Irak’taki gelişmelere de değinen Kurtulmuş, Musul’da şimdiye kadar devam eden operasyonun şeklinin, Türkiye’nin devlet olarak ortaya koyduğu ana çizgilere aykırı olmadığını ifade etti. Kurtulmuş, konuşmasına şöyle devam etti: “Türkiye’nin oradaki tezi, DAEŞ’a karşı mücadelede Musul, kilit şehirlerden birisi. Bunun ötesinde bölgede kalıcı bir barışın sağlanması için Musul’un durumunun bundan sonraki geleceğinin nasıl şekilleneceği çok önemli” değerlendirmesinde bulundu.

Şii milisler değil Haşdi Şabi

Türkiye’nin, kendisine iletilen davet üzerine gittiği Başika’da yerel unsurları eğittiğini söyleyen Kurtulmuş, tamamıyla Musul halkından oluşan birliğin, Ninova muhafızlarının, peşmergenin içerisinde mücadeleye katıldığını ifade etti.

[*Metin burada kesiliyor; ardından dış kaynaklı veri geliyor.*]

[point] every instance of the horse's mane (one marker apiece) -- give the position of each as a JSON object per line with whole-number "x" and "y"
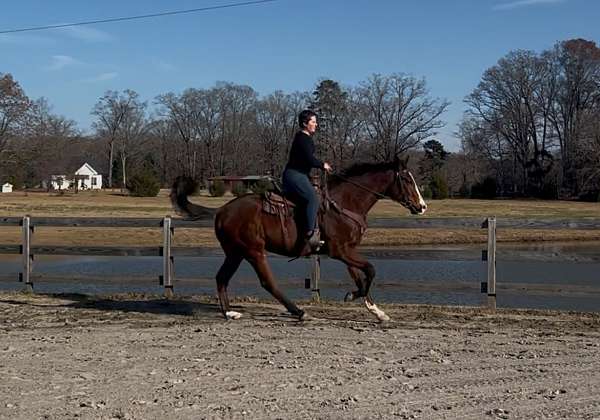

Kurtulmuş, Musul’da DAEŞ bahanesiyle çıkarılmak istenen mezhep savaşı projesine de dikkat çekti. Kurtulmuş, DAEŞ’ten temizlenen Musul’a başka bir terör örgütünün sokulmaması gerektiğini dile getirerek, “Sünniler asırlardır var, Türkler, Kürtler, Araplar, diğer bütün diğer unsurlar asırlardır var. Var olmaya da devam edecek. Musul ile ilgili kırmızı çizgilerden birisi de yeni bir mezhep çatışmasının fitilini ateşleyecek gelişmelerden uzak durulmasıdır. DAEŞ bölgeden uzaklaştırılırken, oraya başka hiçbir terör örgütü ya da hiçbir silahlı grup sokulmamalıdır. Bunun çok hayati bir nokta olduğunun altını çizmek isterim” diye konuştu.